The larger problem with this Government response however is
that the import of this Committee Report is not to be found in the
recommendations, but elsewhere in the swirling narrative which (sometimes
explicitly):
· avoids
the difficult policy issues around alcohol availability and regulation;
· downplays
the role of the Commonwealth Government vis a vis the NTG in the face of an
extraordinary and ongoing policy failure in the NT;
· ignores
the possibility that special interests associated with the alcohol industry
play an outsized role in determining regulatory policy in relation to alcohol
in the NT; and
· unsuccessfully
seeks to deal with the paradox that the SFNT legislation is simultaneously
argued to be retrograde to Indigenous interests yet the evidence following
its sunset indicates it was essential to maintaining social stability and
reducing social and community harm.
In particular, where is the Commonwealth Government’s
appreciation of the overwhelmingly negative impacts of alcohol (and other drug)
abuse on Aboriginal communities, and particular Aboriginal women and children.
Ignoring supply issues — and the even more insidious influence of the alcohol
industry on governments — by seeking to shift blame to an alleged historical
lack of focus on alcohol demand issues and alcohol harm reduction measures just
does not cut it.
Perhaps it is time to give some attention to, and reinforce
the relevance of, the 1967 referendum. The referendum that reversed the
provision that stated that the Commonwealth could legislate in relation to the
people of any race except the Aboriginal race. The referendum that underpins
the existence of the Minister for Indigenous Australians and her portfolio, and
that facilitates the existence of the Native Title Act and much other
Indigenous legislation. The referendum that signalled that the Australian
people overwhelmingly expected the Commonwealth Government to do what was
necessary to address Indigenous disadvantage.

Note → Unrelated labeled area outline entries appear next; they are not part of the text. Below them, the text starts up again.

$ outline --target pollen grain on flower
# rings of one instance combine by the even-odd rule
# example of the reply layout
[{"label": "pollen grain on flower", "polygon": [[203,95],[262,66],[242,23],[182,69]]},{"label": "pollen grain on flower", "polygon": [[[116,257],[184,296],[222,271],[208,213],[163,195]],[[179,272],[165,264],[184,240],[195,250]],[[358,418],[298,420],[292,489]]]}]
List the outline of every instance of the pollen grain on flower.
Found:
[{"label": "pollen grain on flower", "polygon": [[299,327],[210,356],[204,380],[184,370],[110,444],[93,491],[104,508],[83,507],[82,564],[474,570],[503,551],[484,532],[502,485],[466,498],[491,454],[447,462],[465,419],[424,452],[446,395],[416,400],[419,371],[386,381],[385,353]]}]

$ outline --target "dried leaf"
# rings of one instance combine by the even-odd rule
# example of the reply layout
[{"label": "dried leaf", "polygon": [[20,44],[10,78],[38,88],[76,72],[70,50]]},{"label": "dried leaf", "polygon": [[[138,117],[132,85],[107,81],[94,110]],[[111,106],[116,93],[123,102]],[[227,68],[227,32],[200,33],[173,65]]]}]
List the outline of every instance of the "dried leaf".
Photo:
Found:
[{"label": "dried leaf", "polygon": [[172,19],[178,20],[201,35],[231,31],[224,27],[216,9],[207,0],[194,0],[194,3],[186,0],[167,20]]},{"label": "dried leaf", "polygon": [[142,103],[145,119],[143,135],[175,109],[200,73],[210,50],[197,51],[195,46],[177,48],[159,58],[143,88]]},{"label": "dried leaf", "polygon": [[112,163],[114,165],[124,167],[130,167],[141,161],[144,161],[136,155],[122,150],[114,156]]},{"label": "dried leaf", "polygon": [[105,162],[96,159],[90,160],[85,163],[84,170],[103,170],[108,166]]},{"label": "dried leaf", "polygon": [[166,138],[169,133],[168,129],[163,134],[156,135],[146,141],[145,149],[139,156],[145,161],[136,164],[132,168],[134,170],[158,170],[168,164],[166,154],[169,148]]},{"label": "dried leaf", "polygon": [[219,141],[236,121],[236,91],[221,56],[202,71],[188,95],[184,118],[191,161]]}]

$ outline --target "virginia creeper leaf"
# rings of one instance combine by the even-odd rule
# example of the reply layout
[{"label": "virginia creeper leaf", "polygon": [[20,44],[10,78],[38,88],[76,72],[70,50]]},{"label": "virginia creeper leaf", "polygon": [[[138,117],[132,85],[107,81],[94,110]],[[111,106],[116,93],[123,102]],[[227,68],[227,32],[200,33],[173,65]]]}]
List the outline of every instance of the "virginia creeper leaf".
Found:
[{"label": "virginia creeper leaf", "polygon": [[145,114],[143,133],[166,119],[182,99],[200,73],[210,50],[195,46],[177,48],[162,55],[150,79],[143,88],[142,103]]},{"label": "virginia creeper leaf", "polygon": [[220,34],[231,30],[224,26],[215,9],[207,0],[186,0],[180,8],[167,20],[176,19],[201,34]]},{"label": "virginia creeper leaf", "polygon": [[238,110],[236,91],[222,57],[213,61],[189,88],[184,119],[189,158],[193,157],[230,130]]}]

Disclosure: I was employed on the staff of the Minister
for Families, Housing, Community Services and Indigenous affairs from 2008 to
2011 when the Stronger Futures legislation was being developed.
11 July 2023
Thanks for this insightful and tough critique of the report of the Inquiry into Community Safety and in particular its commentary on recent developments in alcohol regulation in the NT. I can only agree with you that the Committee seems bent on downplaying the role of alcohol in community safety, (or rather its absence), and in antisocial behaviour, in favour of an emphasis on socio-economic factors, trauma etc. Such an avoidance strongly suggests that the liquor industry (which ideologically objects to regulation) continues to exert influence on governments, as well indicating an unwillingness to frankly acknowledge the persistence of patterns of heavy drinking facilitated by easy access to alcohol.
ReplyDeleteThanks Mike for such detailed analysis and powerful insights. Greatly appreciated.